データドリブンな意思決定のためクラウド型DWH導入を検討
戸辺氏がノバセルに入社したのは、テレビCMの効果測定を可能にする「ノバセルアナリティクス」がリリースされてから半年ほど経った2020年9月のことだった。当時のノバセルでは、データに基づいた意思決定をしていく雰囲気は醸成されていたものの、データ利活用に関する指針が何も定まっていない、言わば曖昧な状況であった。これに対して戸辺氏は「私は完全に振り切ったほうがよいと考え、『データドリブンな意思決定をしていく』と明確に打ち出しました」と語る。

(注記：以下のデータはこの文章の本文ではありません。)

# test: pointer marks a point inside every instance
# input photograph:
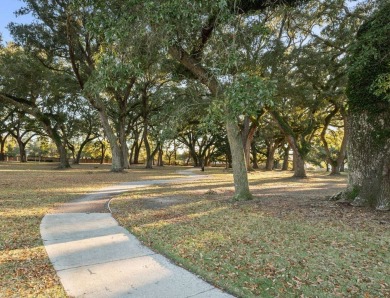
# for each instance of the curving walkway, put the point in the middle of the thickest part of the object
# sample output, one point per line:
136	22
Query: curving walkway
95	257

当時のノバセルのデータ基盤は、トランザクション処理や分析処理を一つのリレーショナルデータベースで対処していた。分析処理に関しては社内分析だけでなく、社外ユーザーにプロダクトとして解放していたこともあり、双方に悪影響を及ぼし合う可能性があったという。「ユーザー様にパフォーマンスの悪いサービスを提供する恐れがありましたし、何より自分たちがやりたいことを実現できるだけの基盤が整っていませんでした」と戸辺氏。そこで手始めに、クラウド型のデータウェアハウス(DWH)導入検討を始めた。
戸辺氏はこの取り組みについて、前職時代の経験を振り返る。前職でもDWHを利用していたが、エンジニアリングの知識や製品そのものの知識が必要になるという課題に直面していたという。ただクエリを発行したいだけの利用者にとって負荷が高すぎたのだ。その後、他社製品への移行も検討したが、既に作り込まれてしまっている状態だったため移行は困難を極めた。
2019年の冬ごろ、戸辺氏は海外にいた知人から気になる話を聞く。「『Snowflake』というクラウド型DWHがあり、大手クラウドベンダーからのリプレイスが進んでいる」というのだ。実際に戸辺氏もSnowflakeを見てみたところ、即座に良い感触を得ることができたと振り返る。しかしながら、当時は前述した状況を鑑みて採用には至らず、それ以来Snowflakeのことを気にかけていたという。